Wednesday, July 13, 2011

Today's fortune: July 13, 2011

Today's fortune: Keep true to the dreams of your youth.

If I had kept true to the dreams of my youth, I would be a professional baseball player who practiced architecture on the side, I would own the world's largest collection of yo-yos, drive a 1957 Chevy and be married to Yasmine Bleeth.

Pictured: A '57 Chevy, since my wife wouldn't let me post a picture of Yasmine Bleeth.

Instead, I'm a widget maker who writes about fortune cookies on the side, I own the world's largest collection of losing lottery tickets, I drive a 1998 Dodge Ram and I'm married to a woman much, much more beautiful than Yasmine Bleeth.

Since it would be hard to drop everything and pursue Yasmine, the baseball career and a whole bunch of yo-yos, I'll have to find another way to apply this fortune.

As an adult, our dreams become jaded. Since adults face real-life problems, our dreams often deal with how to alleviate those problems. For example: Jamie and I have faced a small number of financial hurdles in recent months, and ever since those troubles began, I've been dreaming about the day in the near future when we'll be able to put some money into savings.

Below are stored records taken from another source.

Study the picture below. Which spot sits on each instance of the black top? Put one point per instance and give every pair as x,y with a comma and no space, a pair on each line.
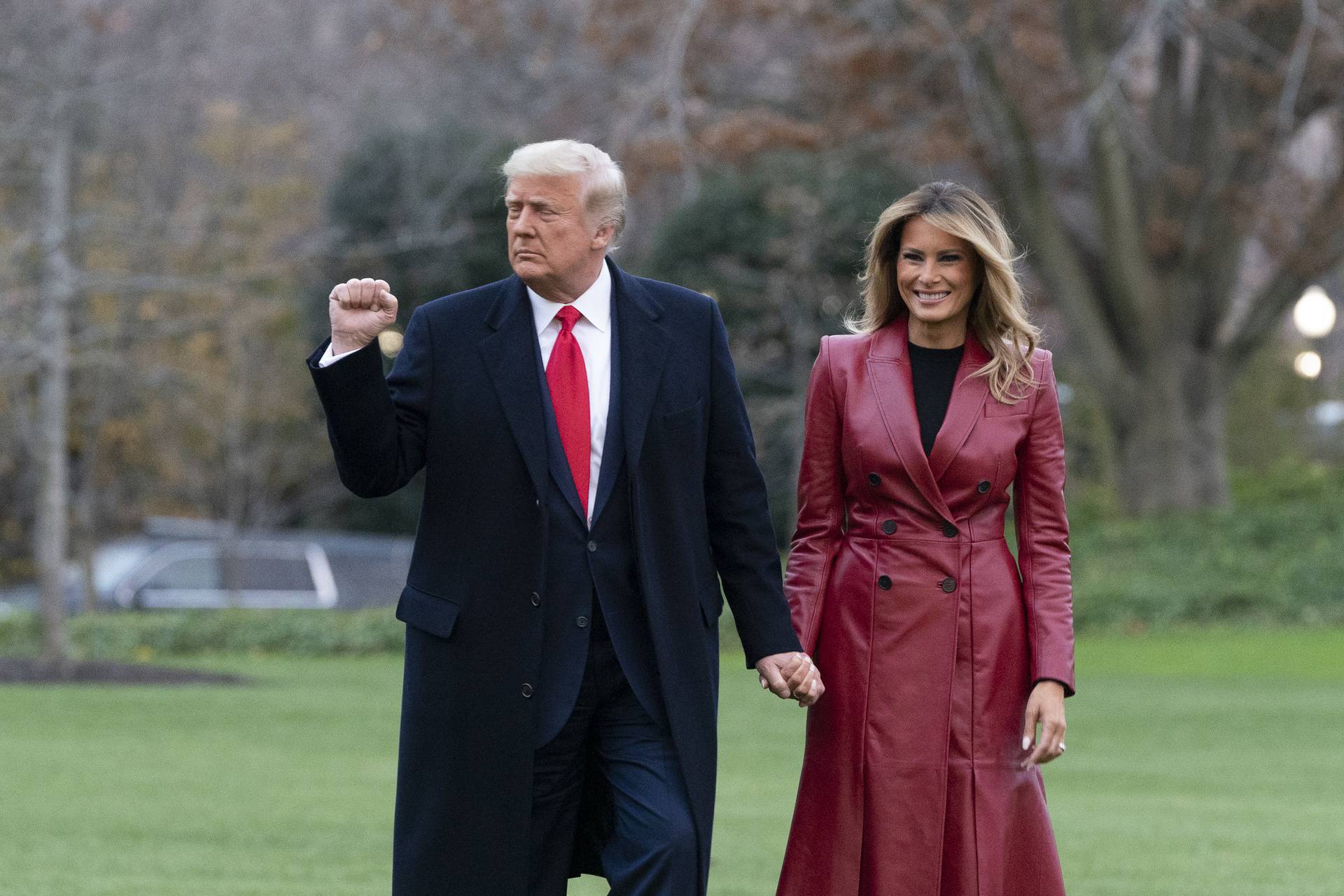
933,372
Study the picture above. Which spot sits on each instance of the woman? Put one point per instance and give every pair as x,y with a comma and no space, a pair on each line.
941,653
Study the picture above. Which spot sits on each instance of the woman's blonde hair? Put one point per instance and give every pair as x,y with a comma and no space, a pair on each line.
997,311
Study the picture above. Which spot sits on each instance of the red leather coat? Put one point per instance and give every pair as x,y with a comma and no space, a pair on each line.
926,630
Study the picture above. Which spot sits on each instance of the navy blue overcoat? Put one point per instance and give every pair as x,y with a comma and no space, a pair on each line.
464,402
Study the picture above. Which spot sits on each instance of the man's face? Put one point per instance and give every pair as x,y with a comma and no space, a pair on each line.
550,241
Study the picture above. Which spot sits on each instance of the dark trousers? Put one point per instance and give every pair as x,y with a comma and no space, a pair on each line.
651,848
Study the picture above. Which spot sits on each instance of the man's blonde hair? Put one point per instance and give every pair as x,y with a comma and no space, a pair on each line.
604,182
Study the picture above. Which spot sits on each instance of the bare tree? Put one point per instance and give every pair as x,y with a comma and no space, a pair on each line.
1174,167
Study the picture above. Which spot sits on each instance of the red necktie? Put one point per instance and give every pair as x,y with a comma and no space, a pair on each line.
568,379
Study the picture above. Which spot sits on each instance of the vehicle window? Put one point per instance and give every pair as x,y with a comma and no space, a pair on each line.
188,573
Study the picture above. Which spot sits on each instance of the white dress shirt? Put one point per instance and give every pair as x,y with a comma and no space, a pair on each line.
593,332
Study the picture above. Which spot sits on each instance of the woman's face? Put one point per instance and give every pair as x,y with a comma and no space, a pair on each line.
937,276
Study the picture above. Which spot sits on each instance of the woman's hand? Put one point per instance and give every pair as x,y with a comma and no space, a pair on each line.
1044,708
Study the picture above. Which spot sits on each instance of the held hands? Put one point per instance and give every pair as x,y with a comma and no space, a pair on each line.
359,309
792,676
1044,707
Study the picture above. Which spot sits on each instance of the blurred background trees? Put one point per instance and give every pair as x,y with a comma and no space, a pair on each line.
183,182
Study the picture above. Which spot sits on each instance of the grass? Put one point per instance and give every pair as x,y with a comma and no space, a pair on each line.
1200,763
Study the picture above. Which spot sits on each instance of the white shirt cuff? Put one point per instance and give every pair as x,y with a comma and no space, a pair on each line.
331,359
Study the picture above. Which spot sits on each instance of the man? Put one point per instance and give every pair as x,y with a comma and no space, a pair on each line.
589,466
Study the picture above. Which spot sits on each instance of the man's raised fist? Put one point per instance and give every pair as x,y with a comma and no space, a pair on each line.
360,309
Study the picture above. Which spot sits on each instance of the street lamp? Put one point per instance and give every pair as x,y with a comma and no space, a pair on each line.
1313,315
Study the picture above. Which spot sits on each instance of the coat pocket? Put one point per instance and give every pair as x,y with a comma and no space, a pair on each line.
687,415
993,407
428,612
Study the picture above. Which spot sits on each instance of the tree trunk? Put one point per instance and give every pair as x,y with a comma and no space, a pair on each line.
57,290
1172,441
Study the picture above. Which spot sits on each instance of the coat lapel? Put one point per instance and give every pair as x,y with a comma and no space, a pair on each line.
964,409
889,370
511,360
644,349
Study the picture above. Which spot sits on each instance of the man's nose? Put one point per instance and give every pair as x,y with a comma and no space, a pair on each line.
523,223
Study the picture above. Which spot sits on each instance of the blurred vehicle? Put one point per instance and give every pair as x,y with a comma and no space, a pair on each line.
204,564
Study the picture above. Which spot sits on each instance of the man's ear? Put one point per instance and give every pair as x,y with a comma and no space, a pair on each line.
604,235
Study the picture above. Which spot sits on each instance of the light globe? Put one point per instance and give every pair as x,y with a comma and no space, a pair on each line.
1313,315
1308,365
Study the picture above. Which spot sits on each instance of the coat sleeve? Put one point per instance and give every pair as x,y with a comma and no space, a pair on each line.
1043,538
378,426
820,504
741,535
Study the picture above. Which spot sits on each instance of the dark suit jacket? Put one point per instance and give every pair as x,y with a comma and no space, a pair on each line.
464,402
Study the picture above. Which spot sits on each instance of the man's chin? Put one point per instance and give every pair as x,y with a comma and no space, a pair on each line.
528,266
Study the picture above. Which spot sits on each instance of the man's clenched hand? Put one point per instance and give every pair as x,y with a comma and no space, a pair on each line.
360,309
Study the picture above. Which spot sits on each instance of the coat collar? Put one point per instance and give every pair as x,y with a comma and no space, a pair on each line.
889,365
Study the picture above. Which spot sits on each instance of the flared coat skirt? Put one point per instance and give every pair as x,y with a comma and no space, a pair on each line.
911,780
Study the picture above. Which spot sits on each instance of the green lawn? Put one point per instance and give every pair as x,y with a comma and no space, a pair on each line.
1199,763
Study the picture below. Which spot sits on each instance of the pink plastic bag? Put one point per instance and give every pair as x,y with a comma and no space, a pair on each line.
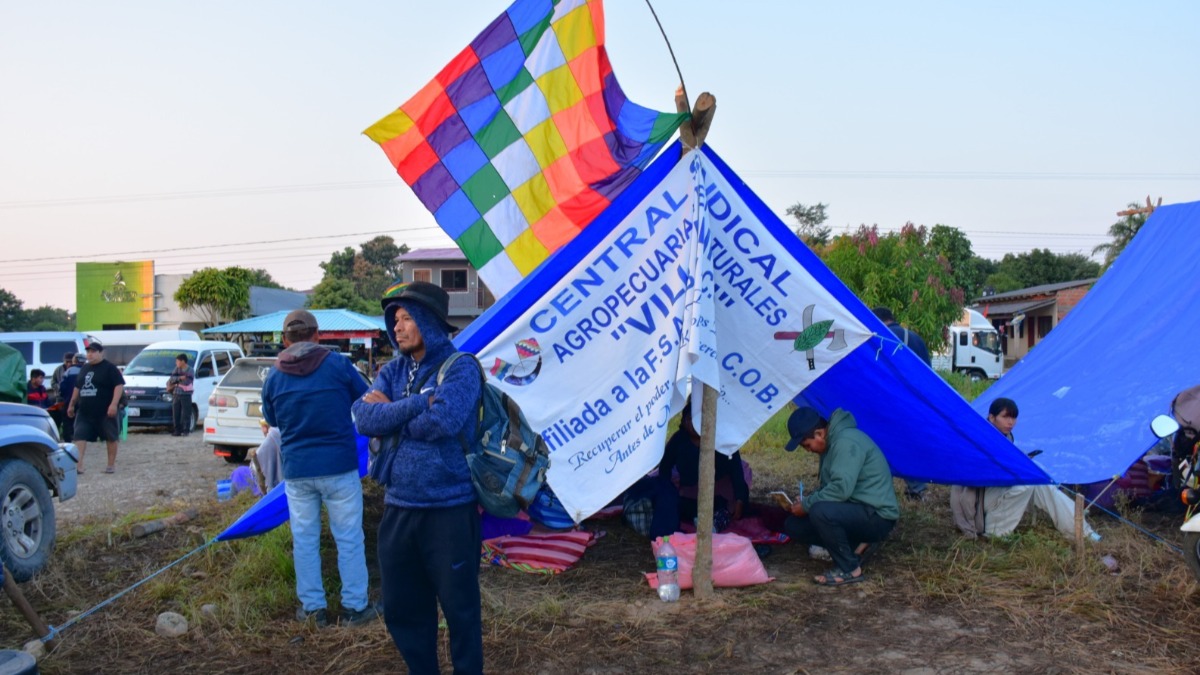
735,562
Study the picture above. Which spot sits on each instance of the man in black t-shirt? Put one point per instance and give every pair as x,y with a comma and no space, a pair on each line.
95,402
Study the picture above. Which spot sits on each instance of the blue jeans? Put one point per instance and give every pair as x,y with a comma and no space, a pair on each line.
342,496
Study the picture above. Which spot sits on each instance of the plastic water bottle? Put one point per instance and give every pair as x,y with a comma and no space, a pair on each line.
669,572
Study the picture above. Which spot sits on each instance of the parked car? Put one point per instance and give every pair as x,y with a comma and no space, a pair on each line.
35,467
43,348
123,346
235,408
145,378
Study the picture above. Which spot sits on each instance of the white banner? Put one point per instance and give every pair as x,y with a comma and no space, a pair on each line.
689,284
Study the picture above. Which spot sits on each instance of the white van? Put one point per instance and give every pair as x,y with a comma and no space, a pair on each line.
120,346
145,378
45,348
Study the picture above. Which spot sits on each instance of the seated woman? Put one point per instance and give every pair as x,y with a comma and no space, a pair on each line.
672,505
995,512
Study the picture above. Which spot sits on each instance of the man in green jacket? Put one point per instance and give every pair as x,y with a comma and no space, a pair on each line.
856,506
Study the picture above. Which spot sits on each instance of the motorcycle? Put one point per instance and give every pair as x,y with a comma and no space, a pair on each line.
1185,430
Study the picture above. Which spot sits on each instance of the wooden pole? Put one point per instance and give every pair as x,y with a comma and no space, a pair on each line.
693,133
13,591
1079,526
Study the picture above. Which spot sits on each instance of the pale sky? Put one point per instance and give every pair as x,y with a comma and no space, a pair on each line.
229,131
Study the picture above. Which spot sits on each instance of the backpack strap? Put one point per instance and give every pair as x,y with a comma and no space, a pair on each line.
442,372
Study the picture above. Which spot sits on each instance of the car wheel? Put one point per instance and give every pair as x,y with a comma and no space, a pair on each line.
27,519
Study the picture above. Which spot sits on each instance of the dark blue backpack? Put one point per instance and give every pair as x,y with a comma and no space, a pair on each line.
508,459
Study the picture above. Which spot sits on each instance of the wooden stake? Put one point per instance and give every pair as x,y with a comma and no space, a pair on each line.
693,133
1079,526
13,591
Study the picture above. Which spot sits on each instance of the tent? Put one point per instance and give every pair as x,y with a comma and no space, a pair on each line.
1087,392
927,430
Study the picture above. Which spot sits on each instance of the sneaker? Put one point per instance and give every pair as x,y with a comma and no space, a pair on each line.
318,616
360,617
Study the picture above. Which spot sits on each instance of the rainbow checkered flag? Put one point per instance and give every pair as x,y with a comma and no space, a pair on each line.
523,138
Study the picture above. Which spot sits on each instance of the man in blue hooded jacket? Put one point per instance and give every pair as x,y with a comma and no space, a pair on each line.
430,533
307,396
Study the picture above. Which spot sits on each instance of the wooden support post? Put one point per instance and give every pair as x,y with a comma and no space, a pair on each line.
693,133
13,591
1079,526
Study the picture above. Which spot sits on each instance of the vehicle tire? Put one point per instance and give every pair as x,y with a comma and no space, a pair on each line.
27,519
1192,551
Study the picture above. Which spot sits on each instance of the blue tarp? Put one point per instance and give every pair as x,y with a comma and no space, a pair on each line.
927,430
271,509
1087,392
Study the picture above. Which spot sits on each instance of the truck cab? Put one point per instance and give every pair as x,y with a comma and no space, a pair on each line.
973,347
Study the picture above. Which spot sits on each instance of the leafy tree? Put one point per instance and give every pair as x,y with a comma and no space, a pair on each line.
369,272
1039,267
48,318
12,311
810,220
219,296
901,272
1122,232
333,293
952,244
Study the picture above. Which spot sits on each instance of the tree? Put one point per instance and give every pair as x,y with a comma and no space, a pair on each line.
1122,232
220,296
369,272
333,293
952,244
12,312
810,220
1041,267
899,270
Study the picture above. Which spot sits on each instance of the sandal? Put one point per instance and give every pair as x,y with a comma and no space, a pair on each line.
838,578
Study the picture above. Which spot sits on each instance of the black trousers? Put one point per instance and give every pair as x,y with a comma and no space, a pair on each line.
839,527
181,413
426,557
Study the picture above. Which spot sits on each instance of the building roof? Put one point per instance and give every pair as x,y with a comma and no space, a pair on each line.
432,255
330,321
267,300
1012,308
1035,291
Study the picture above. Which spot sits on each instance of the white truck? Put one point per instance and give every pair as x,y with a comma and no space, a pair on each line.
972,347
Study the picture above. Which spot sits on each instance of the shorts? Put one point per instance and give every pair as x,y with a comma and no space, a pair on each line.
93,429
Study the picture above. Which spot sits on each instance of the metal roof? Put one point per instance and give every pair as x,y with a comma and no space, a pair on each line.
1035,291
328,320
432,255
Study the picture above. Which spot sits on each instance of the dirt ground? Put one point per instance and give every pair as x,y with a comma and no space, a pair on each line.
153,469
601,617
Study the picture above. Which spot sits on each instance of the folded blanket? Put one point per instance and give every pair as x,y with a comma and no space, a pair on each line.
538,554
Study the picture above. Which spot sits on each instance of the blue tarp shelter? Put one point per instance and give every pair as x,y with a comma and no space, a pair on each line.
927,430
1087,392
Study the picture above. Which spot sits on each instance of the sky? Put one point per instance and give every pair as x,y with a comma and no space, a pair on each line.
229,131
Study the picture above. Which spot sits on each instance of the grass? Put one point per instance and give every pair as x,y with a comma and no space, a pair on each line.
943,601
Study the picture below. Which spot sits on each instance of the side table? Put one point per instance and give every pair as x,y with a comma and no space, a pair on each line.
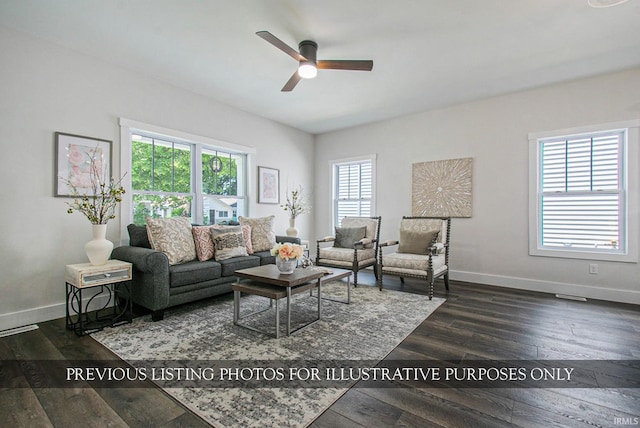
106,281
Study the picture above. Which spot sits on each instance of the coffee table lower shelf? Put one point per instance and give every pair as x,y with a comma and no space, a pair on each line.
273,293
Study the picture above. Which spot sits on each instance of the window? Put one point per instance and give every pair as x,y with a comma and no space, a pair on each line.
353,188
160,178
183,175
581,195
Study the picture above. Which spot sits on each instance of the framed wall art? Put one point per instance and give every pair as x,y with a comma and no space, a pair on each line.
268,185
76,156
442,188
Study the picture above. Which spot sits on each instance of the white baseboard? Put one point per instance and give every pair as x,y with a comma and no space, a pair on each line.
589,292
41,314
46,313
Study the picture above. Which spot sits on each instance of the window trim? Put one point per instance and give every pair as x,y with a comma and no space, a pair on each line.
631,182
129,127
356,159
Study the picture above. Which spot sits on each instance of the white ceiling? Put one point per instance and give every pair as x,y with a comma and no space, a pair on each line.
427,53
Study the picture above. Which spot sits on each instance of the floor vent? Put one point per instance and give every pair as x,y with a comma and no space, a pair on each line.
18,330
566,297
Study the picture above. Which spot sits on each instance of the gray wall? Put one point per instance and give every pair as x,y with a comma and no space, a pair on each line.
491,247
44,89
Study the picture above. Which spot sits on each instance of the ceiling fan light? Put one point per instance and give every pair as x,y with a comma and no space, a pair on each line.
604,3
307,70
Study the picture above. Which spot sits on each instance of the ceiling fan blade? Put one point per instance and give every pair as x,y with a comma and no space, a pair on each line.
281,45
345,64
293,81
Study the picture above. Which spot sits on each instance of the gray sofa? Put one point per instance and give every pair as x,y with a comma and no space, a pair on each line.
156,285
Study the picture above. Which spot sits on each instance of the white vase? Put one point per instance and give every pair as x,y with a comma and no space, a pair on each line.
99,248
286,266
292,230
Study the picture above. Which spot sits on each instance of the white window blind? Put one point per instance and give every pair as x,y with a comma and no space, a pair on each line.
353,191
581,193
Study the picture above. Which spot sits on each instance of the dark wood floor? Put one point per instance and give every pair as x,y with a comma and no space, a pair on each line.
475,321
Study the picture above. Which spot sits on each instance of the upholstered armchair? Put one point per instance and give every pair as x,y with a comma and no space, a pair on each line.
354,246
422,252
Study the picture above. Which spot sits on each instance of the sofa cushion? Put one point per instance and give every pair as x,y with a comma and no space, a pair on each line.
173,237
228,242
346,236
138,236
193,272
229,266
417,242
246,234
203,242
263,235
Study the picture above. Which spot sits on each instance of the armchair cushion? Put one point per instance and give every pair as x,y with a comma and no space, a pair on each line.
371,225
347,236
332,254
417,242
399,262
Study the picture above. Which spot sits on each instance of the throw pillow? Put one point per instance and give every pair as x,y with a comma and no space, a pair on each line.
138,236
263,232
346,236
416,242
228,242
203,242
173,237
246,234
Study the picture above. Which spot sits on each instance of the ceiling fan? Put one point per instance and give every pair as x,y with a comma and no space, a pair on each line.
309,64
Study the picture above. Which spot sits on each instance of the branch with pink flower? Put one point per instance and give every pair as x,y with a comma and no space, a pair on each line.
287,251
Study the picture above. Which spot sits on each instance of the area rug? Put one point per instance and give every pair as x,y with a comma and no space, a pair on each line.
367,329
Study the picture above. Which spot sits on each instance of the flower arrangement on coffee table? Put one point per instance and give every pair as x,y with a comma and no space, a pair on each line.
287,256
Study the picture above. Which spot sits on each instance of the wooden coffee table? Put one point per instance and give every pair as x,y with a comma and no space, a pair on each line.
267,281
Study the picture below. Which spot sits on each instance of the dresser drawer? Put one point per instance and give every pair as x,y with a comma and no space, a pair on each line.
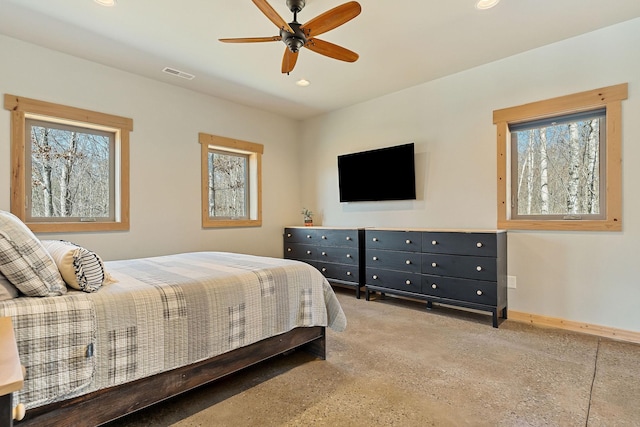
393,279
473,291
408,241
302,235
394,260
336,254
300,251
348,273
332,237
477,244
322,236
469,267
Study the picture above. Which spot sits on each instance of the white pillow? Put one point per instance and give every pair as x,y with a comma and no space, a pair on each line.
80,268
25,262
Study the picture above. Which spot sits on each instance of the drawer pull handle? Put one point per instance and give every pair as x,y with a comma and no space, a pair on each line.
18,412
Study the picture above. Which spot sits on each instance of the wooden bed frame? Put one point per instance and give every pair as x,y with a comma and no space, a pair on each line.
109,404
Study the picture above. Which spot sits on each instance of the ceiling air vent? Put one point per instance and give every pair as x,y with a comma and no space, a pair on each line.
178,73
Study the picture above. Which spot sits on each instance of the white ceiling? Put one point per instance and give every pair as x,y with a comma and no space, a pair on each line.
400,43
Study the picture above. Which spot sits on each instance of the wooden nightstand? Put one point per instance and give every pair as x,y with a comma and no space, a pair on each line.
11,375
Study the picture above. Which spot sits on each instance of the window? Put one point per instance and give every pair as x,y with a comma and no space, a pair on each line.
70,167
231,182
559,162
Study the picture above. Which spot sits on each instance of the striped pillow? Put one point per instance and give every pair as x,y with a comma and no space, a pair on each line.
80,268
25,261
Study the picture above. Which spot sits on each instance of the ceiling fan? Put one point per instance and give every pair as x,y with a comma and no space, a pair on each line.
296,35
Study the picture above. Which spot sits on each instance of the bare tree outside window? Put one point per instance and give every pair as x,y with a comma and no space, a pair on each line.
559,164
231,182
228,183
71,172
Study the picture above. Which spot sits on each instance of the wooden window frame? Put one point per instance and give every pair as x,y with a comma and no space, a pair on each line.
254,151
21,108
610,98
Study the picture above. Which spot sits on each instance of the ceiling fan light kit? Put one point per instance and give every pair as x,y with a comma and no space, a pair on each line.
296,36
107,3
486,4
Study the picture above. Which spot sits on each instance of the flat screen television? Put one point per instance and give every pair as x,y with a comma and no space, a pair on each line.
375,175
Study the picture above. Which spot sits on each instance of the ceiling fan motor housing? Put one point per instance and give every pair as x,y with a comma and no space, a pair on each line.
296,40
295,5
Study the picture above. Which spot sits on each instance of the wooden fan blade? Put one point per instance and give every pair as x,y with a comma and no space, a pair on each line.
289,61
331,50
332,18
252,39
273,16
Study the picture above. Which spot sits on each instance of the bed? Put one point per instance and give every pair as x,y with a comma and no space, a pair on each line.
160,326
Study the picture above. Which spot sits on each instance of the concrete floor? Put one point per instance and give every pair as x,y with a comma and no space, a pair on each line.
398,364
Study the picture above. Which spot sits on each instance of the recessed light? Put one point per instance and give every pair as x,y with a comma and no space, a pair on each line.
108,3
486,4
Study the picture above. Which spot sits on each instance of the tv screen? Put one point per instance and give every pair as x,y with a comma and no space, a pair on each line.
375,175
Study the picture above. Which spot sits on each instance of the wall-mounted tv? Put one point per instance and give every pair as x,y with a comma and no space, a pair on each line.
382,174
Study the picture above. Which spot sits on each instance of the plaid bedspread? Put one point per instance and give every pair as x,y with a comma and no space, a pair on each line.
163,313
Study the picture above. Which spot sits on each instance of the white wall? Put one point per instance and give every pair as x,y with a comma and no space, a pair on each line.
591,277
165,154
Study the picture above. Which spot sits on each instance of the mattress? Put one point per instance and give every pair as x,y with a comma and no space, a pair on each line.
162,313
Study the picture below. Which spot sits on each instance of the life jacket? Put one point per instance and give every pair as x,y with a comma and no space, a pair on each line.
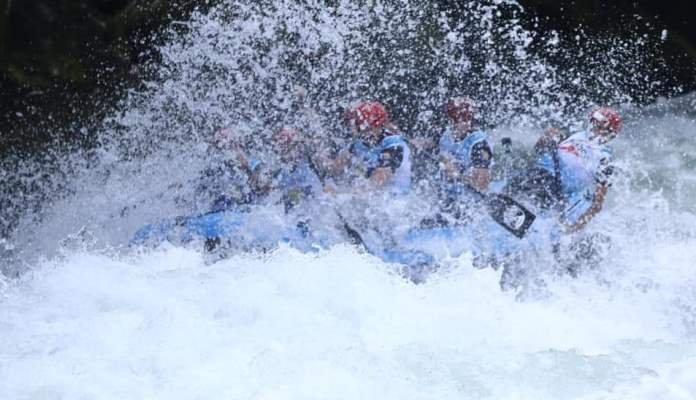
370,158
462,150
298,184
576,165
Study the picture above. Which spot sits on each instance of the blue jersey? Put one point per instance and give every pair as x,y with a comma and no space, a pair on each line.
579,164
391,152
298,184
473,151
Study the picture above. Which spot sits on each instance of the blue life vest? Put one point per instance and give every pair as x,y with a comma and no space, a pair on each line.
298,184
579,162
461,151
369,159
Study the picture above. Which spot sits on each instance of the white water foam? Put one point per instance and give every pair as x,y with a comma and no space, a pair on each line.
338,325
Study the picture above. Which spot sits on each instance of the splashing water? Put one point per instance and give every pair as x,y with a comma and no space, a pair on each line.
97,319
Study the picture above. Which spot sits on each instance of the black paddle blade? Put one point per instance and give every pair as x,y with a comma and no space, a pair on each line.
510,214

Wow. Putting money into savings. What a dream. The little-kid version of me would slap me in the face.

But the little-kid version of me didn't have real-life adult problems, either. His biggest concern was "What's for dinner tonight?" - not "Can we afford to eat dinner tonight?"

Back during my childhood, the source of dinner almost every night was a deep-freeze in our basement. Inside that deep freeze was a side of beef, purchased every few months from Bichelmeyer Meats, a butcher shop in Kansas City, Kansas.

Today, to help re-live my childhood days, Jamie and I met my parents and my brother and sister-in-law at the grand old butcher shop. I hadn't been there for a few years; my parents hadn't been there for over a decade.


Bichelmeyer Meats holds a special place in our family story. The shop has expanded quite a bit from when we were frequent customers, but it still feels the same, and even some of the employees are the same from back then. Oh, and the meat? About a billion times better (and, often, cheaper) than you could ever get from the supermarket.


It was good to take a stroll down memory lane today, especially when memory lane passes a beautiful meat counter. That's where my childhood dreams will have to end for now. Unless Jamie lets me teach her how to rock the cradle later.

It's a yo-yo trick. Get your minds out of the gutter.